In this section, we provide a theorem statement capturing two of our main results. See full version for the proof.

Theorem 3

Let f be an arbitrary multiparty functionality.

  • In the watchlist correlations model, assuming black-box access to a pseudorandom generator, there exists a two-round protocol that computes f against static, malicious adversaries satisfying security with selective abort. For f in \(\mathsf {NC1}\), a similar protocol exists unconditionally.
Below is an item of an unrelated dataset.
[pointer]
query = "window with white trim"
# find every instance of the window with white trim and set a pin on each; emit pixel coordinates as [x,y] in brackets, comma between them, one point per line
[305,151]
  • Further assuming black-box access to a public-key encryption with pseudorandom public keys and a two-round oblivious transfer with semi-malicious security, there exists a protocol that securely computes f in five rounds in the plain model against static, malicious corruptions of all-but-one players satisfying security with selective abort.

The communication and computation costs of both the protocols are \(\mathsf {poly} (\lambda ,n,|f|)\), where |f| denotes the size of the circuit computing f, and where communication is over a broadcast channel.